Whitby Museum is the town’s original museum, originally founded in 1823. The museum has had different venues over the years, including on Baxtergate and Pier Road, but is now at home in Pannett Park alongside the Pannett Art Gallery. Entrance to the museum is free to residents of Whitby.
With a wealth of artefacts from Whitby’s social history, the museum also features a range of taxidermy, artworks and extensive fossil and maritime exhibitions. Talks and special events also take place, while the museum tea room is open from February to November.

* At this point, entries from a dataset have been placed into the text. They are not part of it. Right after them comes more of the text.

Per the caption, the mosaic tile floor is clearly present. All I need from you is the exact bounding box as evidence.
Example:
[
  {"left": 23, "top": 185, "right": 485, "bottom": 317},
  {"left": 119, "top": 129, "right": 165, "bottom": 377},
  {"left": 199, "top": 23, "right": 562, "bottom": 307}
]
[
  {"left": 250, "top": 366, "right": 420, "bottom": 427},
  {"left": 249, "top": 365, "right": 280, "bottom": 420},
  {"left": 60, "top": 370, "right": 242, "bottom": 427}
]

The Captain Cook Memorial Museum, located on Grape Lane on the east side of the harbour, is housed in Captain Cook’s lodgings as an apprentice. Much of the internal decor is retained throughout, giving visitors an inside look into Captain Cook’s Whitby life. A courtyard garden features 18th-century-type plants and the upper floors of the museum focus on Cook’s later journeys.

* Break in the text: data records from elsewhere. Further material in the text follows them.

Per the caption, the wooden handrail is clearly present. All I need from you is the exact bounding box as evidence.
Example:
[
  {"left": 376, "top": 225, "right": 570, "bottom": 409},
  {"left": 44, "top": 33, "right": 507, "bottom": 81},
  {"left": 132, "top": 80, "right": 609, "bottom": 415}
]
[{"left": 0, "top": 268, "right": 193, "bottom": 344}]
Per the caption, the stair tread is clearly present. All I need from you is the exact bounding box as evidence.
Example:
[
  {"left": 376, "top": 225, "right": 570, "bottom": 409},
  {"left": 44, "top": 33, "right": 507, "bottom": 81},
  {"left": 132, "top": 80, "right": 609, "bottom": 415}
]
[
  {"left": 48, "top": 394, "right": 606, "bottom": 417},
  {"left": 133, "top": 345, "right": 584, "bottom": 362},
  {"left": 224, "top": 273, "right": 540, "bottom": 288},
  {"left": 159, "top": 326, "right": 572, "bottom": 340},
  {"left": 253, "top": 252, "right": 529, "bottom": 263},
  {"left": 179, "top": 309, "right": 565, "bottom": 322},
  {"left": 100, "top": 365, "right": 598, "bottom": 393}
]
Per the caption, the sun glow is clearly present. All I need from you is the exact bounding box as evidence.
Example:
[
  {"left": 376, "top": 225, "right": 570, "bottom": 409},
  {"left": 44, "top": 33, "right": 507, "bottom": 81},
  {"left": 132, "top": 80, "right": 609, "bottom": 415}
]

For a look at what it takes to keep fishermen and pleasure boats safe out at sea, RNLI’s Whitby Lifeboat Museum gives visitors the chance to get up close to a former lifeboat. There are more photos, models and former crew kit to browse, as well as mementos from wrecks and rescues.
Opened by W. Hamond, one of Whitby’s oldest jet manufacturers, the Whitby Jet Museum is housed in Wesley Hall. The jewellery shop and manufacturer exhibits its collection of jet pieces that have been acquired over the decades. As well as the main collections, jet aficionados can request access to the museum’s private library. A seafood restaurant, Albert’s Eatery, is housed upstairs.